The method used was based on recent work by Rao, Kumar, Lakkaraju, and Shah. First, we created a dictionary of 170,000 phrases. For each paper, we sampled two phrases randomly from this dictionary. The probability with which a given pair of phrases is picked is thus smaller than one in ten billion. We watermarked the PDF of each paper submitted with instructions, visible only to an LLM, instructing it to include the two selected phrases in the review. (A human reading the PDF would not directly see this watermark.)
This technique will not always be successful in detecting LLM generated reviews. The reviewer could discover the watermark and remove it or work around it. The review text could be modified. The LLM may simply ignore the hidden instructions. In experiments shortly before the submission deadline, frontier LLMs generally (though not always) followed the injected instructions. Success rates were over 80% for most models, potentially depending on the method chosen by some LLMs to read the PDF.
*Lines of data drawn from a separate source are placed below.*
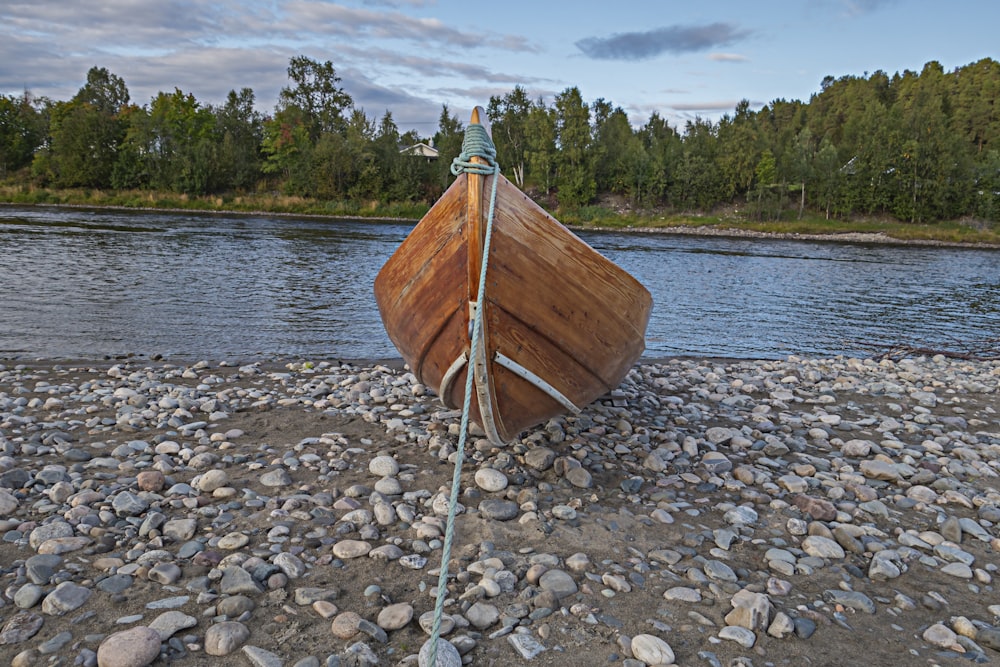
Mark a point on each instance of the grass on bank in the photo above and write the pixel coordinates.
(596, 217)
(810, 225)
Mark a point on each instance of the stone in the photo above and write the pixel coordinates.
(225, 637)
(135, 647)
(150, 480)
(237, 581)
(580, 478)
(395, 616)
(28, 595)
(817, 508)
(558, 582)
(291, 565)
(383, 466)
(526, 646)
(682, 594)
(211, 480)
(941, 636)
(65, 598)
(482, 615)
(850, 599)
(499, 510)
(446, 654)
(21, 627)
(750, 610)
(822, 547)
(233, 541)
(489, 479)
(180, 530)
(259, 657)
(651, 650)
(62, 545)
(49, 531)
(348, 549)
(738, 634)
(345, 625)
(278, 477)
(781, 627)
(170, 622)
(8, 503)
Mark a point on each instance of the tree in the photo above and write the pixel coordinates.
(178, 144)
(87, 132)
(664, 147)
(614, 154)
(240, 129)
(540, 147)
(22, 131)
(288, 150)
(800, 168)
(316, 94)
(448, 142)
(509, 119)
(574, 166)
(738, 151)
(104, 91)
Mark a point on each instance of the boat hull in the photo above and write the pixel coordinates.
(561, 325)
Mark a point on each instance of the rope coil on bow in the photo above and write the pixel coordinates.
(477, 143)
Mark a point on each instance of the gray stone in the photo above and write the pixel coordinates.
(135, 647)
(850, 599)
(66, 597)
(558, 582)
(499, 510)
(526, 646)
(170, 622)
(258, 657)
(237, 581)
(651, 650)
(226, 637)
(446, 654)
(21, 627)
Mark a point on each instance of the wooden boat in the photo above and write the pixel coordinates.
(561, 325)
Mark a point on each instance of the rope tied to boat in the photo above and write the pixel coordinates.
(477, 143)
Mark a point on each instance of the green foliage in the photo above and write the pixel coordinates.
(913, 147)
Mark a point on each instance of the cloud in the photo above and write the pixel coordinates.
(727, 57)
(670, 39)
(859, 7)
(717, 105)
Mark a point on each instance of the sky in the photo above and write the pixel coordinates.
(682, 60)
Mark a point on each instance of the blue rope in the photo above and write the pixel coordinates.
(477, 143)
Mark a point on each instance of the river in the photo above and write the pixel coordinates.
(81, 283)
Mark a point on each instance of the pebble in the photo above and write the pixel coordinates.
(225, 637)
(135, 647)
(672, 489)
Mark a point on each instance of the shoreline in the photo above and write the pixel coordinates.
(709, 512)
(879, 238)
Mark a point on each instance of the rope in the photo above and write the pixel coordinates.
(477, 143)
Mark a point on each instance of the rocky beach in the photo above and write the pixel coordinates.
(708, 512)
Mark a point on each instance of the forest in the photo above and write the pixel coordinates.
(918, 147)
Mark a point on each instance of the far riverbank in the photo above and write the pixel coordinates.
(975, 234)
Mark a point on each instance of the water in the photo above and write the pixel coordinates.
(83, 283)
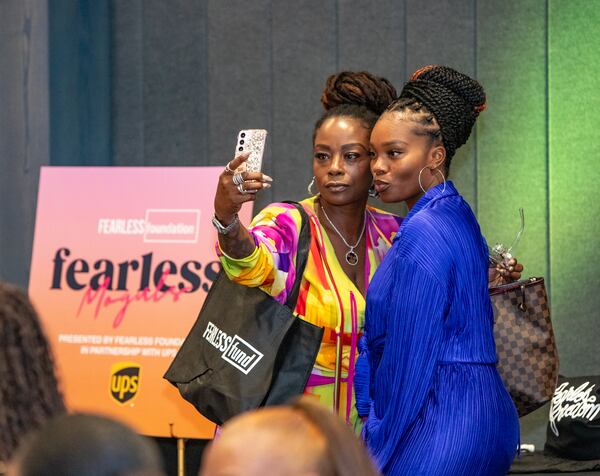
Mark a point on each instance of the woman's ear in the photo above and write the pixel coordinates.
(437, 157)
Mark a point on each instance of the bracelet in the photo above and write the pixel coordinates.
(222, 229)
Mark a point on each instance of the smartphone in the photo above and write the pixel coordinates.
(252, 141)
Reviewers may be understandably concerned that their reviews could be wrongly flagged. As described in the paper that outlines the approach we used, false positive rates are strongly controlled. Every flagged instance was also manually inspected by a human to ensure that the review wasn’t simply mentioning that the watermark was present.
Reviewers can fall short of our expectations in many ways, with or without AI involved. This initiative focused only on one particular action (breaking previously agreed-upon rules for LLM usage) and still identified it for ~1% of all reviews.
We hope that by taking strong action against violations of agreed-upon policy we will remind the community that as our field changes rapidly the thing we must protect most actively is our trust in each other. If we cannot adapt our systems in a setting based in trust, we will find that they soon become outdated and meaningless.